# CS492 전산학특강<인공지능 산업 및 스마트에너지>
## Deep Learning Practice 
#### Prof. Ho-Jin Choi
#### School of Computing, KAIST

---

### 7-2. Cumstomization of loss and metric
To train a model with `fit`, you need to specify a loss function, an optimizer, and optionally, some metrics to monitor.
You pass these to the model as arguments to the compile() method:
```python
model.compile(optimizer=keras.optimizers.RMSprop(learning_rate=1e-3),
              loss=keras.losses.SparseCategoricalCrossentropy(),
              metrics=[keras.metrics.SparseCategoricalAccuracy()])
```
If your model has multiple outputs, you can specify different losses and metrics for each output, and you can modulate to contribution of each output to the total loss of the model. 
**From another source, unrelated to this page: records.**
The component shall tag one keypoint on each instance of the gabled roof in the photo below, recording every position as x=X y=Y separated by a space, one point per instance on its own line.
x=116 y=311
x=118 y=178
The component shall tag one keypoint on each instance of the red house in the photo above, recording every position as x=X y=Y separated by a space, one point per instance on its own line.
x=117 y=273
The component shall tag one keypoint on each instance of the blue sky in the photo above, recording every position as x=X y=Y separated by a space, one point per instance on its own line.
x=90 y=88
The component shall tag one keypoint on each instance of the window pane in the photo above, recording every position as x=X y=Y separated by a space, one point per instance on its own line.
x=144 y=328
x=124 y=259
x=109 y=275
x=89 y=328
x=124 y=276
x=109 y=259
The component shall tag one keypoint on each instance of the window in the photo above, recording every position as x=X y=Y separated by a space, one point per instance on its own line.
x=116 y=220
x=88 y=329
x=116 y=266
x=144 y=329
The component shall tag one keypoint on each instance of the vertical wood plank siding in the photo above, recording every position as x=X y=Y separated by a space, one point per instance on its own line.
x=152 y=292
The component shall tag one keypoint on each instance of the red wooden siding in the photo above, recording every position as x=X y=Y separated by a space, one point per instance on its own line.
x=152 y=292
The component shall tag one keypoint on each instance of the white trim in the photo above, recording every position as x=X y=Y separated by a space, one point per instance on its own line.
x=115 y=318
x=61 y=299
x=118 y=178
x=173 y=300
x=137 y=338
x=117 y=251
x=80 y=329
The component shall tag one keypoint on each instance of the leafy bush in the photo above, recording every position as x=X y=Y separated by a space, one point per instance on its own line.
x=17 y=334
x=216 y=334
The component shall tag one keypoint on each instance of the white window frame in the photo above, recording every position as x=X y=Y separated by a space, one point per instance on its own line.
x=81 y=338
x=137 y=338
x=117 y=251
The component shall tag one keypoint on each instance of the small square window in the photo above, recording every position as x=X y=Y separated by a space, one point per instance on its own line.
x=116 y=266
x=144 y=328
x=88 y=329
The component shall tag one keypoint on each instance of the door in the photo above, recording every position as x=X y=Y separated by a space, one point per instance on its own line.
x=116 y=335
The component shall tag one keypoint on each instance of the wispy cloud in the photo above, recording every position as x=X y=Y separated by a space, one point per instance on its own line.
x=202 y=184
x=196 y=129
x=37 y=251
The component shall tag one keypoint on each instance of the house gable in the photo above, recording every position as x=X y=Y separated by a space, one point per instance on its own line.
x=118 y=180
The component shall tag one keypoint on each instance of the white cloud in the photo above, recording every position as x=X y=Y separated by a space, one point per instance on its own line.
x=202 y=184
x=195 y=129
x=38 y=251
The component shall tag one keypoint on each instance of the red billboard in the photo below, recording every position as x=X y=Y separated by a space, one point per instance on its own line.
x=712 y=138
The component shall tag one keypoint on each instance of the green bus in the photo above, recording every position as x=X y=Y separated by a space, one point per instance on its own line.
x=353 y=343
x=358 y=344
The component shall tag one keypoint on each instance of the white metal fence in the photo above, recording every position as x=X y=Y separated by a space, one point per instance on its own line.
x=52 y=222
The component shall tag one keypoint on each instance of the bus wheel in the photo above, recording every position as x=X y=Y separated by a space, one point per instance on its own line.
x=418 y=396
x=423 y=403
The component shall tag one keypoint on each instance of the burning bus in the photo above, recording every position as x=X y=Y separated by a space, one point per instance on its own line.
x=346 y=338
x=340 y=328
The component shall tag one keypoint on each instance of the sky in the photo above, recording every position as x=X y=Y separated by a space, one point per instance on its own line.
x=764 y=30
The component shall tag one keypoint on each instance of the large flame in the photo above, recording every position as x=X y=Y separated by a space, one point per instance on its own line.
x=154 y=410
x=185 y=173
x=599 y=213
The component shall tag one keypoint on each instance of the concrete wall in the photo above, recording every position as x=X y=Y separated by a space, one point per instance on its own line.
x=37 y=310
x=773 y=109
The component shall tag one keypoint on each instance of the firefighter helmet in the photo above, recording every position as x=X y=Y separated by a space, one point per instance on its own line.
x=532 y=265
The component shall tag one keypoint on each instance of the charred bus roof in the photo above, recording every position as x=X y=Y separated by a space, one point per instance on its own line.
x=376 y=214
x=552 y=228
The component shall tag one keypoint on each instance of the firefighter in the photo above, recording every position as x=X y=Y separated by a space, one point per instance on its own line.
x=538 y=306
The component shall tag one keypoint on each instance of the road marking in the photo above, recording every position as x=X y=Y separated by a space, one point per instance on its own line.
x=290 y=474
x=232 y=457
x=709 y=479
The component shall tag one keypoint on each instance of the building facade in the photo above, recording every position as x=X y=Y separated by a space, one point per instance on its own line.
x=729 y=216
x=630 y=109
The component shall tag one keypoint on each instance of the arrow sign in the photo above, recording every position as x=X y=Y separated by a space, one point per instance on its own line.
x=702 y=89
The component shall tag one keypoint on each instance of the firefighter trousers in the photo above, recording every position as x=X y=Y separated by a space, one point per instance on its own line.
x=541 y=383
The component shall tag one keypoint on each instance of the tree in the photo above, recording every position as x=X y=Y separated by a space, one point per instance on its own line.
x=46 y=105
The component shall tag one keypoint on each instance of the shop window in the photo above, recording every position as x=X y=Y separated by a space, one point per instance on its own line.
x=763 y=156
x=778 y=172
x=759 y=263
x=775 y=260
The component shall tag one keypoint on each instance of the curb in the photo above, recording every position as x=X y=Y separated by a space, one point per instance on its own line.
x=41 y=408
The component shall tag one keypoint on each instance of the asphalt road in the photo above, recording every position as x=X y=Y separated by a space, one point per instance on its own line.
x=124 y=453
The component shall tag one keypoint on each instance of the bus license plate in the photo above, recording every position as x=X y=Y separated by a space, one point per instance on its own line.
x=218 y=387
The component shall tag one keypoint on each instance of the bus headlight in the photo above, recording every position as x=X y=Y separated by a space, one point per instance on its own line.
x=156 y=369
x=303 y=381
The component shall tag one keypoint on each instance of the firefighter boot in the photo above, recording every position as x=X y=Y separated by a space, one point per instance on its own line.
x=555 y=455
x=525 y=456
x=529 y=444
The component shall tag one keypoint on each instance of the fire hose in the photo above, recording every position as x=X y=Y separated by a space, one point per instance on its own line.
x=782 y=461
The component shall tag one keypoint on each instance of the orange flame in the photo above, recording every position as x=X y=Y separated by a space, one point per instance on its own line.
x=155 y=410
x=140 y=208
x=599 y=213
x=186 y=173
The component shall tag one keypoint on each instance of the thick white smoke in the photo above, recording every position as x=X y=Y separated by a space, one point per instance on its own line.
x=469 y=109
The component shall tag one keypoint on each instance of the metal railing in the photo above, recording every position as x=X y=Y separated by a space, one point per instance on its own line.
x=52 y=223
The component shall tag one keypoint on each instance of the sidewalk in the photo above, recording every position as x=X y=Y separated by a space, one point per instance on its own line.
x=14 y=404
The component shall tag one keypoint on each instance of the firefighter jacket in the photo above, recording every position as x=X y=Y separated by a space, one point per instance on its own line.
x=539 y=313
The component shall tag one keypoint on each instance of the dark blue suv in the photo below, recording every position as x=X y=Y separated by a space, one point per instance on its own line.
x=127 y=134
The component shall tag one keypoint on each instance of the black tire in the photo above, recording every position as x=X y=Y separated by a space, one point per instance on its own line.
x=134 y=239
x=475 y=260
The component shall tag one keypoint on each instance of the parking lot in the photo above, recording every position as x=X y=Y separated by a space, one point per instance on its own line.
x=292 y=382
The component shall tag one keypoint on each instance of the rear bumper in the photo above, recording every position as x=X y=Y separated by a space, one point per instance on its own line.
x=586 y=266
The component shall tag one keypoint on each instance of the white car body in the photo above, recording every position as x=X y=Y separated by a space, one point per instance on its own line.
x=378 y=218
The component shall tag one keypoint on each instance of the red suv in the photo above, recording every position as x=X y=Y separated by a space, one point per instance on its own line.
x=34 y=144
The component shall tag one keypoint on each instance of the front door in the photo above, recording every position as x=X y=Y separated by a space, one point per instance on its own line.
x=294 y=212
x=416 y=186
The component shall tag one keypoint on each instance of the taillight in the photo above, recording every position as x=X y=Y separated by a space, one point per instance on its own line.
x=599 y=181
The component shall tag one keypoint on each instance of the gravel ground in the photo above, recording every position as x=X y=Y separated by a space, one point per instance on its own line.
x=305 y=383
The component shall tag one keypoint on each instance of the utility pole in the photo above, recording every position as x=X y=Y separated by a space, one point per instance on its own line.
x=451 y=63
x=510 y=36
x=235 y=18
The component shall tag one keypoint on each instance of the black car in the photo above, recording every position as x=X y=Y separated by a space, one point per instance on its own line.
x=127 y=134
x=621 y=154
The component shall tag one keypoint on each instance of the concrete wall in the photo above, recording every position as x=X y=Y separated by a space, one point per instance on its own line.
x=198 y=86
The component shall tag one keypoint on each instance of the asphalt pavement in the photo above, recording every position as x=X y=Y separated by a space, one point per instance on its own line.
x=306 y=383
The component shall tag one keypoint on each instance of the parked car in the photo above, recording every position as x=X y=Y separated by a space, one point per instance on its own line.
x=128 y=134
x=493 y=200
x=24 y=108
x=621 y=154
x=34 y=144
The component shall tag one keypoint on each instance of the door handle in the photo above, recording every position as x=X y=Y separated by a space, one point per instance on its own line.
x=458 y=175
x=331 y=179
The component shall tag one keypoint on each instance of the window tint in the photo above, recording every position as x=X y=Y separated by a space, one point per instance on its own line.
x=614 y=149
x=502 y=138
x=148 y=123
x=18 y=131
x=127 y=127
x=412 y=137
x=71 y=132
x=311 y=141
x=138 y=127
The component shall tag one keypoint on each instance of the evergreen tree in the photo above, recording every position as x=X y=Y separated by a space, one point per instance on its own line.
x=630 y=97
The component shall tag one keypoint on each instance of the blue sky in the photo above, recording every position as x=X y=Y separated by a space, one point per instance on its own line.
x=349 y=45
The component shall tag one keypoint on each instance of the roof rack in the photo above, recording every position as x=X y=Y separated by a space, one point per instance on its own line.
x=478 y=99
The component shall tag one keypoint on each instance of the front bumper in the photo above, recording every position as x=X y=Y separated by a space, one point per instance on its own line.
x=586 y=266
Note that in many cases, the loss and metrics are specified via string identifiers, as a shortcut:
```python
model.compile(optimizer=keras.optimizers.RMSprop(learning_rate=1e-3),
              loss='sparse_categorical_crossentropy',
              metrics=['sparse_categorical_accuracy'])
```

For later reuse, let's put our model definition and compile step in functions; we will call them several times across different examples in this guide.

In [None]:
from __future__ import absolute_import, division, print_function, unicode_literals

try:
    %tensorflow_version 2.x
except Exception:
    pass
import tensorflow as tf

import numpy as np

In [None]:
from tensorflow import keras
from tensorflow.keras import layers

def get_uncompiled_model():
    inputs = keras.Input(shape=(784,), name='digits')
    x = layers.Dense(64, activation='relu', name='dense_1')(inputs)
    x = layers.Dense(64, activation='relu', name='dense_2')(x)
    outputs = layers.Dense(10, activation='softmax', name='predictions')(x)
    model = keras.Model(inputs=inputs, outputs=outputs)
    return model

def get_compiled_model():
    model = get_uncompiled_model()
    model.compile(optimizer=keras.optimizers.RMSprop(learning_rate=1e-3),
                  loss='sparse_categorical_crossentropy',
                  metrics=['sparse_categorical_accuracy'])
    return model

#### Many built-in optimizers, losses, and metrics are available
In general, you won't have to create from scratch your own losses, metrics, or optimizers, because what you need is likely already part of the Keras API:

- `Optimizers`: - `SGD()` (with or without momentum) - `RMSprop()` - `Adam()` - etc.
- `Losses`: - `MeanSquaredError()` - `KLDivergence()` - `CosineSimilarity()` - etc.
- `Metrics`: - `AUC()` - `Precision()` - `Recall()` - etc.


#### Custom losses
There are two ways to provide **custom losses with Keras**. The first example creates a function that accepts inputs `y_true` and `y_pred`. The following example shows a loss function that computes the average distance between the real data and the predictions:

In [None]:
# Load a toy dataset for the sake of this example
(x_train, y_train), (x_test, y_test) = keras.datasets.mnist.load_data()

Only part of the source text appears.